CALLING TIME: Shadow assistant Defence Minister Gai Brodtmann has called on the Turnbull government to produce its 'solution' for Williamtown. Picture: Marina Neil
CALLING TIME: Shadow assistant Defence Minister Gai Brodtmann has called on the Turnbull government to produce its 'solution' for Williamtown. Picture: Marina Neil

A PARLIAMENTARY inquiry will be held into the federal government’s handling of the firefighting contamination disaster sweeping Defence sites across the country. 

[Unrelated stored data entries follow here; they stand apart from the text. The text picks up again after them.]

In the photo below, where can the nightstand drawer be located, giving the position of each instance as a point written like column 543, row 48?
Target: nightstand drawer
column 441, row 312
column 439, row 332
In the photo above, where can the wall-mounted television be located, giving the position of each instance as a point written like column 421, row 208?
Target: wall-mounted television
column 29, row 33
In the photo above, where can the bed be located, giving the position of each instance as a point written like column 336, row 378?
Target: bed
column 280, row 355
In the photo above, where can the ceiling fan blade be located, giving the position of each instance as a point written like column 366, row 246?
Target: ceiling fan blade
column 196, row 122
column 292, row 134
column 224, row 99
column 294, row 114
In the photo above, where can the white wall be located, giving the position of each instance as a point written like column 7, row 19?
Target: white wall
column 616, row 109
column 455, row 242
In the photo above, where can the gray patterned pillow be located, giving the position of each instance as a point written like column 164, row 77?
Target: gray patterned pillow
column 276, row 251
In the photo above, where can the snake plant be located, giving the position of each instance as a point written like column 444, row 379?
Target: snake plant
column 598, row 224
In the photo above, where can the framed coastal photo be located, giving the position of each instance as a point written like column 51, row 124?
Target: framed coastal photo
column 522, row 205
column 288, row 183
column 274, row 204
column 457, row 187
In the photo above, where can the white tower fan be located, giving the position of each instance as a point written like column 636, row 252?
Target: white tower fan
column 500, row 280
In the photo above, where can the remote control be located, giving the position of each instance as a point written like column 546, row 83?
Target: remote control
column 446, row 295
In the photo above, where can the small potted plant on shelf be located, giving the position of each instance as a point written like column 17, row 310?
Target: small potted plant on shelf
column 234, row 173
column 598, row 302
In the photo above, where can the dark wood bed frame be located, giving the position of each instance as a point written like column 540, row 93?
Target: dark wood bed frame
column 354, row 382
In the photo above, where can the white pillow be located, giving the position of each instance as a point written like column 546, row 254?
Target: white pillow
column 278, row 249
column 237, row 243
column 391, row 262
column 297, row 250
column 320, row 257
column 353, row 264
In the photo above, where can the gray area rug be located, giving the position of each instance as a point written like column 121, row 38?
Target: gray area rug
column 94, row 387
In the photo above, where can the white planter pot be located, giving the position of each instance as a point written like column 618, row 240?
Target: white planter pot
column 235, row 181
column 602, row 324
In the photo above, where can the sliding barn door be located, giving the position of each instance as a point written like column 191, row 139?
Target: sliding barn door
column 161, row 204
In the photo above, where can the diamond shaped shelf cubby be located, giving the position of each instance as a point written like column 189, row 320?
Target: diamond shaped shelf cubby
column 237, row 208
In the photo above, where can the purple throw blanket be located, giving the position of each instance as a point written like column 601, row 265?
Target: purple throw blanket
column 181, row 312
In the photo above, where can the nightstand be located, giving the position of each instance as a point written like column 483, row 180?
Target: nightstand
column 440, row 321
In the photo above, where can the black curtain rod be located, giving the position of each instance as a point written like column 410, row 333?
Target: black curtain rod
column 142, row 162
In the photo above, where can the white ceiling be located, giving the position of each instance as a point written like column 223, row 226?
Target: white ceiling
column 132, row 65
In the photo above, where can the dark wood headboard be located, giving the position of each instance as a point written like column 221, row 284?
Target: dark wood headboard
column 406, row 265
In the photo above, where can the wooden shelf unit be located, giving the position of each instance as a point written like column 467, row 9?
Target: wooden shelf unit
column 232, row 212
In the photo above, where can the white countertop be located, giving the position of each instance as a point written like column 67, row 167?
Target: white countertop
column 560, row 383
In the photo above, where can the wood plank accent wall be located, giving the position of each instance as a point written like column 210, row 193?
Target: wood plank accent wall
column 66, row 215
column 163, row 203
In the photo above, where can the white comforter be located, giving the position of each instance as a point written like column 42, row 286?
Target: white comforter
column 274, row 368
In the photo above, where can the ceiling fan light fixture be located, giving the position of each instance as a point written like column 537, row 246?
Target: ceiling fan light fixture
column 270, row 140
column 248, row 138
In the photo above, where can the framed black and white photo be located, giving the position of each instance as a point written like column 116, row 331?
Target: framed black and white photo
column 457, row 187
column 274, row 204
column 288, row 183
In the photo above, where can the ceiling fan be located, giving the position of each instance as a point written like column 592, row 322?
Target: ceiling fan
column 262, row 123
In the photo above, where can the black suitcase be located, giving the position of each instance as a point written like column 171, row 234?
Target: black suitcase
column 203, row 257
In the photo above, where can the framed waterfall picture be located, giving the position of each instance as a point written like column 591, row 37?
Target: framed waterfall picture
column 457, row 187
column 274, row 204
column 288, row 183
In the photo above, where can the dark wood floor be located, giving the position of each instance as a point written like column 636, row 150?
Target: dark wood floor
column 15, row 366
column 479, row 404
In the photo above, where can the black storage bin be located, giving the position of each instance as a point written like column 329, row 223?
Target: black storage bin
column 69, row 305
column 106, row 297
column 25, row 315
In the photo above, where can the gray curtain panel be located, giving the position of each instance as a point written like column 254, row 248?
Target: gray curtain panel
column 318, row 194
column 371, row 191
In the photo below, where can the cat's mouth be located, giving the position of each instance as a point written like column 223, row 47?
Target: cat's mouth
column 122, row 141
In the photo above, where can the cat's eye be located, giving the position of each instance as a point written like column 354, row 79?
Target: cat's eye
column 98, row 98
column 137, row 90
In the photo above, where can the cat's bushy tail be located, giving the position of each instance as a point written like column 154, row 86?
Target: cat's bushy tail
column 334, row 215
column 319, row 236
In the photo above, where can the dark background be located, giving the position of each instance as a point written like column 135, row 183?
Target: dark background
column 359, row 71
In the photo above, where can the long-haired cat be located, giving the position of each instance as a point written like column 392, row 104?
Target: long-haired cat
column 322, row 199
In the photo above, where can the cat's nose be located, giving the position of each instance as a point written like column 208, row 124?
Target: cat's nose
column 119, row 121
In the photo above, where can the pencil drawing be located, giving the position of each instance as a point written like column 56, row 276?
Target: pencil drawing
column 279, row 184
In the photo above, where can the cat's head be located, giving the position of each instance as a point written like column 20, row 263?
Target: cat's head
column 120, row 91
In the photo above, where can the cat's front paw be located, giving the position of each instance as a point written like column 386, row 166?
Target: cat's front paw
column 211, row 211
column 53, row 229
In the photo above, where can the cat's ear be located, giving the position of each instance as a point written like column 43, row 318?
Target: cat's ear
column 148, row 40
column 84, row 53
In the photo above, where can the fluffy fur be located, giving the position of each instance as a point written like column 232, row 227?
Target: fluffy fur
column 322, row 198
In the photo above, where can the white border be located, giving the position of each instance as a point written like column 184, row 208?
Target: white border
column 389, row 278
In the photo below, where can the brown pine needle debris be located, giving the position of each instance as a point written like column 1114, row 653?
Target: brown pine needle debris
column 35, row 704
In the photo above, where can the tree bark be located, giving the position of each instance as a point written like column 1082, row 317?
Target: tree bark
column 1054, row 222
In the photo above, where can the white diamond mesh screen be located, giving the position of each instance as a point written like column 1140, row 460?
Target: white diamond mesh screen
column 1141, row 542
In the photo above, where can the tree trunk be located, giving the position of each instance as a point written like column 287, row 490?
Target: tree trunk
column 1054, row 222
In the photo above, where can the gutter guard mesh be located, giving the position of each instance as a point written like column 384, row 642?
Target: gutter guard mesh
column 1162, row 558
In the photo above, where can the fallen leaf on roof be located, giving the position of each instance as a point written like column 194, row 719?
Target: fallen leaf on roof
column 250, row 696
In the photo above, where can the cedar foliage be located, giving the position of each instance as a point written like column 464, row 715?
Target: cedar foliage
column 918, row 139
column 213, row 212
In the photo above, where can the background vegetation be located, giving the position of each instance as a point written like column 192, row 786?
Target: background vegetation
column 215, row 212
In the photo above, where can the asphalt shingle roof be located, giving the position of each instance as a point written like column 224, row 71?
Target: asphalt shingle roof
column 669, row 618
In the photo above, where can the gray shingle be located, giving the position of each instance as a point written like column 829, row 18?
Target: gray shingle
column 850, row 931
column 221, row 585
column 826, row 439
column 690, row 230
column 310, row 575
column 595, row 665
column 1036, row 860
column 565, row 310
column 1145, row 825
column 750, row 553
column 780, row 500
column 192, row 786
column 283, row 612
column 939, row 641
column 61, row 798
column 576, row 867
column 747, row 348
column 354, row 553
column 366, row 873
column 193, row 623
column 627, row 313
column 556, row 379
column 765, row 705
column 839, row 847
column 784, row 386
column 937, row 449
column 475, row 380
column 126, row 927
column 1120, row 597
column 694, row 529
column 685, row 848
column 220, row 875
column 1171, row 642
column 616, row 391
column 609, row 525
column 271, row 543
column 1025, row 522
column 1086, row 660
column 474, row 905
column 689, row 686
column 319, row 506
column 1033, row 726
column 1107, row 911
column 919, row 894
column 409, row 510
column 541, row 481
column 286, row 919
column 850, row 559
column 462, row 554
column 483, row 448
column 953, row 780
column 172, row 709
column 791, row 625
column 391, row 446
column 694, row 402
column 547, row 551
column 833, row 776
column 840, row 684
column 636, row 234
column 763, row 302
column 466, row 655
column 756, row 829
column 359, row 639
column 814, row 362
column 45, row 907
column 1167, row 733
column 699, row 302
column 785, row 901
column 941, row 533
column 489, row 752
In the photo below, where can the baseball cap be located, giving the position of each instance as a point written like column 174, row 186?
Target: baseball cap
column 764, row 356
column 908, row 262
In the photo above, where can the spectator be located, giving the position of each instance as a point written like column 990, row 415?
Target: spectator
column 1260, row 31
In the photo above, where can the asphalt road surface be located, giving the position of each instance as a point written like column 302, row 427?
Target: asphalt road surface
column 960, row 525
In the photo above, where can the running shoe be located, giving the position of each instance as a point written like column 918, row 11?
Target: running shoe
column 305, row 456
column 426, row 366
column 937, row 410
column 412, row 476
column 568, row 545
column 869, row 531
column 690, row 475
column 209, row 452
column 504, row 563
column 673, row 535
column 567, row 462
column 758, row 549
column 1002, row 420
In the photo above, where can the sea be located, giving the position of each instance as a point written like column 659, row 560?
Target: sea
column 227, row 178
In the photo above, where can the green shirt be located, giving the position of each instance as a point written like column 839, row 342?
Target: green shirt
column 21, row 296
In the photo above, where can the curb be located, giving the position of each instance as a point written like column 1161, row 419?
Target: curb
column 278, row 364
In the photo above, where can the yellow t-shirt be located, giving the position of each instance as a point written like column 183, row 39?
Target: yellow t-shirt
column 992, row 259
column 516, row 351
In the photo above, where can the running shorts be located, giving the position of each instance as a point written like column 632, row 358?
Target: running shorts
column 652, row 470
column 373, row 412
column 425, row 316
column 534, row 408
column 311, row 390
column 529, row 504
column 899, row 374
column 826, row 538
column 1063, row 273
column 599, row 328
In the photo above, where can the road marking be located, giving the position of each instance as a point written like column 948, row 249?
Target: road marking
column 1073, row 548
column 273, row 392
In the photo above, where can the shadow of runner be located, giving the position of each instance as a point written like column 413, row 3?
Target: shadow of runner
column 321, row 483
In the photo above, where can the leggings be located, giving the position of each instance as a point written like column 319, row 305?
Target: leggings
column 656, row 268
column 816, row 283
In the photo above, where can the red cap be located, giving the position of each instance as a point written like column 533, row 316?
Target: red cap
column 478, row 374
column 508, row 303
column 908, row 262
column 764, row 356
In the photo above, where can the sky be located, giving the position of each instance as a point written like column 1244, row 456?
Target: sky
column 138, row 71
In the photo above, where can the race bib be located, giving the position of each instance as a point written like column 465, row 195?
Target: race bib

As part of the broad-brush inquiry, the Turnbull government will be asked to explain what financial compensation has been considered for people who have entered their third year stranded on worthless, toxic properties at Williamtown.  

The inquiry – ordered by Labor – will also examine the adequacy of health advice, environmental legislation, remediation measures, blood testing regimes, the extent of the contamination in and around bases and the response of government agencies. 

The news comes just days after Williamtown residents were forced to plead for an escape from the red zone, during a public meeting to release one of the final Defence reports on the per- and poly-fluoroalkyl [PFAS] chemicals. 

“We haven’t heard hide nor hair of the PFAS Taskforce since it was set up at the beginning of the year,” shadow assistant Defence Minister Gai Brodtmann said in a statement. 

“And the Turnbull government’s promised ‘solution’, announced in May, has yet to materialise. 

“Communities are uncertain about their futures, confused by mixed messages and deeply distressed.” 

The Joint Standing Committee of Foreign Affairs, Defence and Trade will be required to report back by June 20, 2018. 

Multiple parties have ratcheted up pressure on the Coalition for a voluntary buyout, with One Nation senator Brian Burston using question time on Thursday to grill Defence Minister Marise Payne over the issue. 

Senator Payne defended the delay in responding to the crisis, saying the PFAS taskforce was still considering its options. 

“It is important the government is responsive to meeting the differing needs of each community but also is nationally consistent in its approach,” she said. 

“Defence, most importantly, stands ready to do what ever is asked of it by government.” 

“I might say that’s not much,” Senator Burston retorted, adding that at the least, a fund could be established providing financial relief similar to that offered to victims of natural disasters.  

Senator Payne agreed to raise Senator Burston’s suggestion with the taskforce.